Urban Fabrics graduation studio challenge & studio focus
As pressure on land is increasing in many cities worldwide, densification is high on the agenda of many urban agglomerations. The suggested numbers of population densities by UN Habitat (2014) are very high, equaling those of Mexico City or Singapore and more than double the number of inhabitants per km2 in European cities, with Paris being one of the densest, showing 6,600/km2 within its ‘peripherique’, and around 20,000/km2 in its most dense neighbourhoods. Considering the high degree of urbanisation of most continents, the challenge is retrofitting cities. Forming strategies of transformation has to be an integral process that mitigates the effects of climate change, provides spaces for communities, gives equal access to services and amenities and is promoting healthy lifestyles and supporting urban ecology.
How urban areas can be transformed, challenges urban designers to rethink the current types and processes of the built environment. Where currently often numbers of inhabitants/m2, m2 of commercial space, dwellings, as part of real-estate driven area development (Dunham 2010) drive the discussion and decision-making processes, urban development has to consider and rethink the spatial qualities created that provide high quality living environments. Circularity is relevant in achieving more energy and resource-efficient environments. Livability addresses how to keep our urban environments suitable to live in, putting the needs of people central, contextualized by the physical, geographical characteristics of the urban environment.
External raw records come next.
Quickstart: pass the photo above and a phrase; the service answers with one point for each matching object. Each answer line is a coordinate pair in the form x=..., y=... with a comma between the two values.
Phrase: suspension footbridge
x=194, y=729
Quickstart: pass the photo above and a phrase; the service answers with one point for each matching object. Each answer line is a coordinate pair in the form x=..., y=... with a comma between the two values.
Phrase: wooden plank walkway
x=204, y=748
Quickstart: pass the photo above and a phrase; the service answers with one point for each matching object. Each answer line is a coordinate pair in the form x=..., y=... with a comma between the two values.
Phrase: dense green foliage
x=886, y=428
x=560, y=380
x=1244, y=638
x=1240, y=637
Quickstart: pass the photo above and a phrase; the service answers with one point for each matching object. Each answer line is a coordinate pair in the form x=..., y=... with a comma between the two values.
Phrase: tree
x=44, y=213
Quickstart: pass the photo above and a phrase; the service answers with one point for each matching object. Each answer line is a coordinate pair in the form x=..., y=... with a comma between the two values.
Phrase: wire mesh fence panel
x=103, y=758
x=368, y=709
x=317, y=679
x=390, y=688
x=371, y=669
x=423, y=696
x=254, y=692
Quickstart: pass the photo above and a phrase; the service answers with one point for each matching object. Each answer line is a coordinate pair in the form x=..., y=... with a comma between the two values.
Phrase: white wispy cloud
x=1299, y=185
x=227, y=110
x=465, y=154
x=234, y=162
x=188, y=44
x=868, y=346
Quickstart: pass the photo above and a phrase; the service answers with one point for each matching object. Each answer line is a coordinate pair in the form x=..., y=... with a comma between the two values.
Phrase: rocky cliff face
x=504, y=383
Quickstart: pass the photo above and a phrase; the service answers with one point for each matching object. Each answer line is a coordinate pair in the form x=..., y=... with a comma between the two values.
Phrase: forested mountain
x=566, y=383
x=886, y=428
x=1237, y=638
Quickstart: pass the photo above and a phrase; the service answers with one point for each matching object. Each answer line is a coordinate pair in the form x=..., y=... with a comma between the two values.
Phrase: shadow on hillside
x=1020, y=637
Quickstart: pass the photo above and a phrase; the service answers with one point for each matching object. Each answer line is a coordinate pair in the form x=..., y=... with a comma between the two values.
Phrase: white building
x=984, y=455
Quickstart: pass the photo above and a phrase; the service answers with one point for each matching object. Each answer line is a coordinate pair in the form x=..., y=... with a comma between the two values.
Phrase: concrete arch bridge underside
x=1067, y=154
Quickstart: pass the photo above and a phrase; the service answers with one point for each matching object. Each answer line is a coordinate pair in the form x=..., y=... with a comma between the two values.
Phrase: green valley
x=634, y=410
This studio will challenge the core elements of the built environment (urban blocks, streets, buildings, squares, larger networks and local centres), critically reflecting on and further developing current typical urban fabrics, using also experimental settings to think out of the box. Densification of urban areas has thereby to consider the short- and long-term effects, local and global effects and more tangible and intangible effects. For instance, what is locally liveable, might be unsustainable on a global scale (e.g. Howley et al 2009). The graduation projects developed have to balance on the one hand the need for more dwellings and the conditions for connected local centres, while considering demands on the urban fabric to accommodate healthy lifestyles, promoting walking and a liveable microclimate in order to achieve sustainable neighbourhoods for different communities.
Giving attention to the requirements of the future, it is also key to increase the adaptive capacity of urban environments in order to be prepared for unforeseen changes and extreme events. Such events can require more open spaces that can buffer extreme weather events, but also effects of the recent pandemic of Covid19 that require a rethinking of how we can live in high-density environments while keeping more distance to each other.